I picture how it looked when I was done. That paper full of terms likedeath, anxiety, fear, abandoned, unworthy.Each word a splinter in my soul. It had been hard to look at that collage, but I’d forced myself to not turn away.

“The therapist gave me homework to try something similar, except this time to paint it with images and symbols at home, instead of using words. I’m going to work on it during my next day off. Of course, that’s like two weeks from now.” I roll my eyes, and she laughs softly, understanding how packed my work schedule is.

As I chew on a soft cookie, we stroll down the street. It’s a warmer day. The winter snow has finally melted away, leaving behind dirty puddles in the gutters. The city sings its constant song of jackhammers. There’s always construction going on, with orange detour signs pointing everywhere.

“This cookie is tasty, but not as good as your chocolate chip ones,” I tell her for the twentieth time. “I swear, you should open your own restaurant or food truck.”

She turns her face to the sun, basking in its warmth. “Now, you’re talking crazy again. I’ve got five more years in the hospital, and then I’m retiring. Will have enough saved up by then to kick my feet up on the coffee table and watch TV for the rest of my life.”
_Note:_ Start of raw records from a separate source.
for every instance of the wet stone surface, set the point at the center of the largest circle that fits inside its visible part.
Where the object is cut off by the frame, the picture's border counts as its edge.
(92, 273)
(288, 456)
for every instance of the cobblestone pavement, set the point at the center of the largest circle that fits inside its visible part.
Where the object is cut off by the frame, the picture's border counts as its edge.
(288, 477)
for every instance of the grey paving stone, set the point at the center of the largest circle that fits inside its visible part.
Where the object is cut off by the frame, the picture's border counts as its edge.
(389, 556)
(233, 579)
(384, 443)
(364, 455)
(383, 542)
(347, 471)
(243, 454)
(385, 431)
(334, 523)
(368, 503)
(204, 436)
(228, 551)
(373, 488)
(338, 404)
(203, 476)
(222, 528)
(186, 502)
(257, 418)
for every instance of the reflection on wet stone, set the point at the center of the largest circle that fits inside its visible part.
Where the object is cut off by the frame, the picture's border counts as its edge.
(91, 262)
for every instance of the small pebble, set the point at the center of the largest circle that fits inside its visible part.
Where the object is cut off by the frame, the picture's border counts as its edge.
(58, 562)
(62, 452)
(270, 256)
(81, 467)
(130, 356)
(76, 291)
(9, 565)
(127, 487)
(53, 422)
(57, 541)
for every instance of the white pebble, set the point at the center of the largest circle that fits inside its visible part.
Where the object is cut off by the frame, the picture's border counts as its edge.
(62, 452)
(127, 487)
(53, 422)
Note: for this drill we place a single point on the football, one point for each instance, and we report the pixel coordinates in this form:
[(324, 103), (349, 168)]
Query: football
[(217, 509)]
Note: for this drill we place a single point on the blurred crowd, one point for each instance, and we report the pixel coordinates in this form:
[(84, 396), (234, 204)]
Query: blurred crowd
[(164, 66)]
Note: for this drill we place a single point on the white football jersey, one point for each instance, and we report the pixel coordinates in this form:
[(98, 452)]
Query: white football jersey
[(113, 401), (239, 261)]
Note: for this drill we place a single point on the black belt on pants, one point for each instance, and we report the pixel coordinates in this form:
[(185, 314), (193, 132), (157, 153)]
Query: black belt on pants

I sigh. “That would be heaven.” I try hard not to think about my future. It yawns like a gaping hole before me. I’ve been piling things into that hole—extra shifts at work, therapy appointments, outings like this one with Alvina—so it won’t swallow me up.

She chuckles. “You’re just at the start of your career. No resting on the couch for you yet.”

“Don’t remind me,” I grumble. “Two more years until I graduate from my residency. I’ll probably do a fellowship after that, so tack on another year or two. I’ll be old as dirt by the time I’m finished. Too bad I can’t hit the fast-forward button. Just be done with it.”

“Now, don’t be saying that.” Her voice turns admonishing. I call this Alvina’s “mother hen voice.” “You should never skip parts of your life. Each one is too important. Life is already too short.” I sense she’s thinking about her husband with that last part.

Tick tock, Gwen. Time’s running out.

I shake my head. “I’m sure you’re correct, but right now my days are so full of drudgery that I want to get through this hard part and move on. Working over a hundred hours a week in the hospital is exhausting.”

She gives me a knowing look. “Is it work that’s bothering you or something else?”